NeurIPS Conference 2021 Conference Paper

Learning Domain Invariant Representations in Goal-conditioned Block MDPs

  • Beining Han
  • Chongyi Zheng
  • Harris Chan
  • Keiran Paster
  • Michael Zhang
  • Jimmy Ba

Deep Reinforcement Learning (RL) is successful in solving many complex Markov Decision Processes (MDPs) problems. However, agents often face unanticipated environmental changes after deployment in the real world. These changes are often spurious and unrelated to the underlying problem, such as background shifts for visual input agents. Unfortunately, deep RL policies are usually sensitive to these changes and fail to act robustly against them. This resembles the problem of domain generalization in supervised learning. In this work, we study this problem for goal-conditioned RL agents. We propose a theoretical framework in the Block MDP setting that characterizes the generalizability of goal-conditioned policies to new environments. Under this framework, we develop a practical method PA-SkewFit that enhances domain generalization. The empirical evaluation shows that our goal-conditioned RL agent can perform well in various unseen test environments, improving by 50\% over baselines.

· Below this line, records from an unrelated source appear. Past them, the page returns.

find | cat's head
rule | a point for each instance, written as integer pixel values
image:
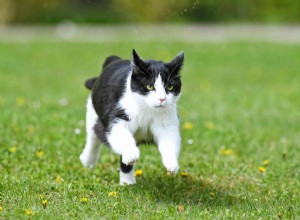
(156, 83)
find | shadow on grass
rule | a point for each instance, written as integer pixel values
(190, 191)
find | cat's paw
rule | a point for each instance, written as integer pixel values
(171, 165)
(130, 156)
(88, 160)
(127, 178)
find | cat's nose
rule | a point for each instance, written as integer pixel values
(162, 100)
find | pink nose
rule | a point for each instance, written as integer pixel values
(162, 100)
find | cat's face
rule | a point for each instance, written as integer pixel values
(156, 83)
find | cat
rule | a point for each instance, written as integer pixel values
(134, 102)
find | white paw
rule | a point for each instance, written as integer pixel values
(88, 160)
(127, 178)
(171, 165)
(130, 156)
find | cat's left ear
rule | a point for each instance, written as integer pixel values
(176, 64)
(137, 61)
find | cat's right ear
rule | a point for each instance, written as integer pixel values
(137, 61)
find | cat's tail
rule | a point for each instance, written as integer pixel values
(90, 83)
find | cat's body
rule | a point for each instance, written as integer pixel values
(132, 102)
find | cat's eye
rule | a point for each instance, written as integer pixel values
(170, 87)
(150, 87)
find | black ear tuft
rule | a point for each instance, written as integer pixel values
(136, 58)
(176, 64)
(138, 62)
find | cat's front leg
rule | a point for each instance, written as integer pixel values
(122, 142)
(168, 141)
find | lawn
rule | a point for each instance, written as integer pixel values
(240, 125)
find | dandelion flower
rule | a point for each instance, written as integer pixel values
(187, 126)
(77, 131)
(180, 208)
(138, 172)
(226, 152)
(58, 179)
(184, 174)
(31, 129)
(84, 200)
(20, 101)
(262, 169)
(190, 141)
(12, 149)
(44, 203)
(210, 125)
(40, 154)
(63, 102)
(29, 212)
(112, 194)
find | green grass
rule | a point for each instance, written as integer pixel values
(239, 96)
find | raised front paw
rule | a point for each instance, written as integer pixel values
(130, 156)
(171, 165)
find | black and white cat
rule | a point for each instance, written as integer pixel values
(132, 102)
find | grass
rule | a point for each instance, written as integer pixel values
(241, 98)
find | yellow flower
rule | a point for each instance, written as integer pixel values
(187, 126)
(20, 101)
(184, 174)
(112, 194)
(138, 172)
(84, 200)
(262, 169)
(226, 152)
(210, 125)
(180, 208)
(58, 179)
(40, 154)
(266, 162)
(12, 149)
(31, 129)
(44, 203)
(29, 212)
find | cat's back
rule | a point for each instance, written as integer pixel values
(110, 86)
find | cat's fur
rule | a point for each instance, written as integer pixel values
(131, 102)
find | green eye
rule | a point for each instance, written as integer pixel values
(150, 87)
(170, 87)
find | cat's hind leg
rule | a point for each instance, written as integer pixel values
(89, 156)
(126, 173)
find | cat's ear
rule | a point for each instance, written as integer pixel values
(137, 61)
(176, 64)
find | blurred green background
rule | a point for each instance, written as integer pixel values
(149, 11)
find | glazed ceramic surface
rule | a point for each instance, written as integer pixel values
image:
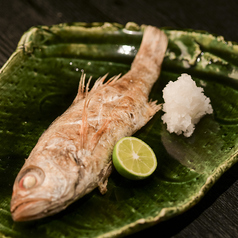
(40, 81)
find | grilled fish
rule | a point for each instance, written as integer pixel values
(73, 156)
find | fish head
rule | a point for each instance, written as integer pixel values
(43, 188)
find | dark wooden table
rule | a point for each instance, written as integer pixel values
(216, 215)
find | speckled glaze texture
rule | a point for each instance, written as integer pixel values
(39, 82)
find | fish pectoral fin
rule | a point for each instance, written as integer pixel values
(102, 184)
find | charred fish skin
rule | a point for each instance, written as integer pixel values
(73, 156)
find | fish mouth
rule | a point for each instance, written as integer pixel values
(30, 210)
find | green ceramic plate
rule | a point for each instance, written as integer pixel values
(39, 82)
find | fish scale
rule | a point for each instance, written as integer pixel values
(73, 156)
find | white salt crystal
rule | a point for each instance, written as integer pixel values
(185, 104)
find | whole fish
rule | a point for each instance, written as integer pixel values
(73, 156)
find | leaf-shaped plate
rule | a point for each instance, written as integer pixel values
(39, 82)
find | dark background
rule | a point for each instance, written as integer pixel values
(216, 215)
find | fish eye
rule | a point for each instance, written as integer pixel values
(31, 178)
(28, 181)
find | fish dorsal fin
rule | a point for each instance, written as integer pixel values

ICLR Conference 2021 Conference Paper

Planning from Pixels using Inverse Dynamics Models

  • Keiran Paster
  • Sheila A. McIlraith
  • Jimmy Ba

Learning dynamics models in high-dimensional observation spaces can be challenging for model-based RL agents. We propose a novel way to learn models in a latent space by learning to predict sequences of future actions conditioned on task completion. These models track task-relevant environment dynamics over a distribution of tasks, while simultaneously serving as an effective heuristic for planning with sparse rewards. We evaluate our method on challenging visual goal completion tasks and show a substantial increase in performance compared to prior model-free approaches.